Depois da ampliação da fábrica e da construção de um novo edifício para aumentar a produção, os tempos áureos vieram com o Estado Novo, em grande parte como resultado do protecionismo económico instaurado pelo regime. Nos anos 50, década da consolidação da marca, a fábrica bracarense já tinha a sua própria oficina tipográfica interna para produzir todos os rótulos e embalagens, desenhados pelo maquetista portuense Orlando Erasto Portela. Nessa altura produziam-se cerca de três milhões de sabonetes diferentes por mês, não só para o comércio mas também para empresas e instituições.
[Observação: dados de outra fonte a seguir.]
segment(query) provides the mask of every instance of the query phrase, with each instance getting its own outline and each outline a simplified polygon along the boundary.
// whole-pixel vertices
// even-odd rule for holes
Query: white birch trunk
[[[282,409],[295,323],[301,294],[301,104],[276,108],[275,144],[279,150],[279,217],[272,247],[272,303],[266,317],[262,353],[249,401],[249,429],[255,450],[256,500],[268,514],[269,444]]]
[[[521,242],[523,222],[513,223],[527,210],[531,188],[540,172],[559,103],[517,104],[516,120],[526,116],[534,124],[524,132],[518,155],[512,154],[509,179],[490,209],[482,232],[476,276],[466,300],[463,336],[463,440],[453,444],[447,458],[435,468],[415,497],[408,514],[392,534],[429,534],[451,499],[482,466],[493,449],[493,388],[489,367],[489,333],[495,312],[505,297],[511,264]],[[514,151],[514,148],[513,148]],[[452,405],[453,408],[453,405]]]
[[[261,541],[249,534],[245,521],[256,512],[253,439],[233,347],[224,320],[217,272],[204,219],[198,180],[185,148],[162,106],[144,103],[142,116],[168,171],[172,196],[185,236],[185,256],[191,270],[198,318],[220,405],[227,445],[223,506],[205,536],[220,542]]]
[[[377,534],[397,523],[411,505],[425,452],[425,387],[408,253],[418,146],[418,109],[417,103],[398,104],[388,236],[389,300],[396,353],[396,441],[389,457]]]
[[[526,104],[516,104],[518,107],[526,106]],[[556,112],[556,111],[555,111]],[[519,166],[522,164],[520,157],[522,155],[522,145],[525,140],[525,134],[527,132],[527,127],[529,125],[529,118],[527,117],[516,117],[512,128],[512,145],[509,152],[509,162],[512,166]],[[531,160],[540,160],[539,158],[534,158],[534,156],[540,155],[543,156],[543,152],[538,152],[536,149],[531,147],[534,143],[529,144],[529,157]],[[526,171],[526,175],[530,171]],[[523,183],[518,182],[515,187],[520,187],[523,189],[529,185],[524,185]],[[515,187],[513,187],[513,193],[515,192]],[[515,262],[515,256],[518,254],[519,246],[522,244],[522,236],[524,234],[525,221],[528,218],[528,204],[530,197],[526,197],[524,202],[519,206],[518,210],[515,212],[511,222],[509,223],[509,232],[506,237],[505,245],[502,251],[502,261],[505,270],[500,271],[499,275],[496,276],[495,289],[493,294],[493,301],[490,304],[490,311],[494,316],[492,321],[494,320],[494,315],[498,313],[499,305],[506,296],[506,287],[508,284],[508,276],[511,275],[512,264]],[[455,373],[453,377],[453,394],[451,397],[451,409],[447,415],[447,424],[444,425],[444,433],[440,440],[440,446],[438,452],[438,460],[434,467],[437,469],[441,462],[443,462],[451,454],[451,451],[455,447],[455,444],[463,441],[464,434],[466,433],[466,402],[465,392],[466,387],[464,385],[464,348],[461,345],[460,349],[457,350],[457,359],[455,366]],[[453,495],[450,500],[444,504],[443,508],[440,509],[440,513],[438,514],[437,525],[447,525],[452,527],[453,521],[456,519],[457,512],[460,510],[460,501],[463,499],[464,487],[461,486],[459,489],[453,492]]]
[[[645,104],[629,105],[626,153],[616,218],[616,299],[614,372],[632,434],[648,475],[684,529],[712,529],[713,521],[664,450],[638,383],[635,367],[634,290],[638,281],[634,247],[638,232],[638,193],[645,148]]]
Já nos anos 60, e depois de investir numa nova máquina de miniaturas e no nicho da produção exclusiva para a hotelaria, “a fábrica fornecia sabonetes a cerca de 90 por cento dos hotéis nacionais”.
Do auge para a recessão, nos anos seguintes a empresa teve de enfrentar a perda dos mercados angolano e moçambicano, por causa da Guerra Colonial, uma nova administração de um grupo de industriais do sabão (já não dentro da família) e sobretudo uma quebra no consumo de sabonetes, em grande medida motivada pela utilização de produtos mais modernos e sintéticos — o que permitiria subverter a letra de uma conhecida canção para algo como “o gel de banho matou o protagonismo do sabonete”.
Tal como aconteceu com outras marcas históricas como a Olaio, “o declínio da Confiança foi acompanhado pelo declínio do Estado Novo”, lê-se na página 130 do livro, e agravado com o fim do protecionismo económico e a entrada de marcas estrangeiras concorrentes. “Para enfrentar as novas condições do mercado, a fim de otimizar a produção e as vendas, a Confiança começou a apostar nas grandes superfícies comerciais e nas multinacionais de produtos de higiene. Durante a década de 1980, começou a produzir marcas brancas para super e hipermercados, um conceito de produto introduzido em Portugal nessa altura” (p.137). Entre os clientes contam-se o Modelo, o Continente, o Jumbo/Pão de Açúcar, a Johnson & Johnson e a Mustela. A produção de marcas próprias continuou, mas agora reservada a um nicho de clientes.
“Na viragem do milénio, o panorama da Confiança é desolador. A empresa encontrava-se reduzida a 23 trabalhadores: 12 homens e 11 mulheres”, e as máquinas trabalhavam apenas um dia, estando paradas o resto do mês. Para garantir a sobrevivência, a empresa vendeu o edifício histórico da fábrica e transferiu a produção para novas instalações até ser adquirida, no final de 2008, pela Ach Brito, por sua vez adquirida, em 2015, por um grupo de investidores portugueses.
Os últimos anos têm sido, portanto, de investimento e rebranding para fazer renascer a marca e valorizar o seu enorme património. E se, até por efeitos do nome, não falta Confiança no futuro, agora também já não falta uma biografia para arrumar décadas de história e de rótulos inspirados.